The Characters Pull Together

"Patience part, come forward", I ask.

"I don't have much patience", she says.

"Patience part come forward in the form of a work or a picture", I insist.

Reluctantly Patience comes forward as a vision of a coat.

"Try the coat for size", I suggest.

The woman reports that the coat is made of a rough matted hair. The coat itches and creates aggravating discomfort.

"Change the fabric to that of a soft cashmere wool. How does that feel?"

The woman reports she still does not like the coat: "It's like one my Mother would wear".

So I suggest, "Change it to a style and shape you like".

Reluctantly she re-models the coat. "Patience doesn't fit with me", she says, disgruntled. "I don't have much patience".

"Listen for a moment", I say. "Lack of Patience is causing you to eat fast and furiously. Lack of patience is causing you to feel pain in both your body and your mind. You have found comfort in eating to satisfy needs other than normal nourishment. Comfort eating is like an addictive drug. You are on a short high, having satisfied your craving. Habitually eating carbohydrate for comfort leads to a vicious circle, where you get hooked. This habit seeks out people who are needy of attention and of love and of comfort... rather than sitting down and writing creatively you swallow some food. It is a temporary fix only, because afterwards there are no articles, no short stories, no novellas. You've not written anything new and interesting and you are still hungry for comfort. So when the fix wears off, the urge to be comforted returns... another fix... more food... more fat... more weight." A pause. "Just Stop. Put an end to this sabotage... claim back your life... if you get the urge to eat, drink a glass of water, or a cup of herbal tea ... go out for a walk and comfort yourself with visual things... with beauty... with the scent of flowers instead of the smell and taste of stodge."

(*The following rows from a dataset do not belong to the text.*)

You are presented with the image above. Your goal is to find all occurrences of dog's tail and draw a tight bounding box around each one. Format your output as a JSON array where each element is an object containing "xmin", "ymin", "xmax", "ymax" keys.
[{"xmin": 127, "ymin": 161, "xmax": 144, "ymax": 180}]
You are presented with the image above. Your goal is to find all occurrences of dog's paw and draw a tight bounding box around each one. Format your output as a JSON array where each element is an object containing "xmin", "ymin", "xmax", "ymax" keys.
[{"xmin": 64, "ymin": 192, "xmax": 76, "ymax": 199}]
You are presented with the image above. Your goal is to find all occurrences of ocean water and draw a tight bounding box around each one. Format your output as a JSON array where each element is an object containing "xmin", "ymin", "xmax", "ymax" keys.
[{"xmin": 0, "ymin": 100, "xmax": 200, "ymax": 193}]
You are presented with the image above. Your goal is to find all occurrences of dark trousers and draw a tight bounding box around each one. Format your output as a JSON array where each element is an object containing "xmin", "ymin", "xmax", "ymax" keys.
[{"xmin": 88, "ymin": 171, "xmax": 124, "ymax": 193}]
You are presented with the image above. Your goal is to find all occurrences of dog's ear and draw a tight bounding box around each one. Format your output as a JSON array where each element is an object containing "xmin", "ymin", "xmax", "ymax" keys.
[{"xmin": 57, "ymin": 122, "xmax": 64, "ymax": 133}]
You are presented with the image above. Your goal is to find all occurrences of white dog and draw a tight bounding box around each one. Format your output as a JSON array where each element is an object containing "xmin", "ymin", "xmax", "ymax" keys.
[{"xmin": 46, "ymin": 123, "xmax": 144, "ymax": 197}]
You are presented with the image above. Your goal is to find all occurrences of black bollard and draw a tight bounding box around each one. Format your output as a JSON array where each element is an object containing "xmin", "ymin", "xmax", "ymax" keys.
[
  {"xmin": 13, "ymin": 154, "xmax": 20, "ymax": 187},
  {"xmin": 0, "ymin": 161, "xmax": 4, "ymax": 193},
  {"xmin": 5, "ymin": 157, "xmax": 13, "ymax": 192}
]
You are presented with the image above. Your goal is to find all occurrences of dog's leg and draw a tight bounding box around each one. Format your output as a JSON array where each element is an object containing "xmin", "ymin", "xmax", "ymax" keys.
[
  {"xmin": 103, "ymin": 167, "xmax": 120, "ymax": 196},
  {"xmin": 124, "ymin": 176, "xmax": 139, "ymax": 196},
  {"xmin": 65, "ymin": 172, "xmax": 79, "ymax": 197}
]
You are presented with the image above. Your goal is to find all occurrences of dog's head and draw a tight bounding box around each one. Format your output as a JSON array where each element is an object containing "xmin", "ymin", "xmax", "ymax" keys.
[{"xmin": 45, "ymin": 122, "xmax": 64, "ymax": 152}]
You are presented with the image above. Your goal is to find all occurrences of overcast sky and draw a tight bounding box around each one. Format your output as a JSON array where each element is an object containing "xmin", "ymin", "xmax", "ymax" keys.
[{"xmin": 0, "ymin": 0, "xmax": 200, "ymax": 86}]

"Patience, do you agree to have a bigger part in the woman's life?"

Patience reluctantly replies, "I'll try".

This time I persist: "Patience, in order for the woman to move forward in her life and to let go of the weight of the past, and the weight on her body, it means to say, that you need to allow patience to be an important part in her life".

"I'll follow her round in the pink coat and put out a saucer of milk to remind her to be more patient each day".

"Thank you. That's wonderful. Now - comfort part, having heard what Limiting, Fear, Persistence and Patience have to say, do you agree to allow the woman to make the change?"

"You mean to be more patient?"

"Yes"

"I'll do that if that's what they all want".

"Good. Make the change now, and tell me when you've done it."

Moments of silence pass by.

"I've done it".

"Now will you allow me to bring forward a three-foot high TV screen so that the woman can see herself exactly as she wants to be?"

"I'm on a balcony, and I'm 23 years old, wearing a size 10 ruby red dress. It's a Cacharel dress, one I bought in Amsterdam. And there's a man on the balcony with me...

"Now let's take that image and move forward into the future ... to today. Put yourself as you want to be into that picture. What is that like? What does it feel like to be the size that you want to be? ..."

The dialogue continues in this form. It addresses the issues that underlie the desire to eat, and it makes firm the changes that are being made.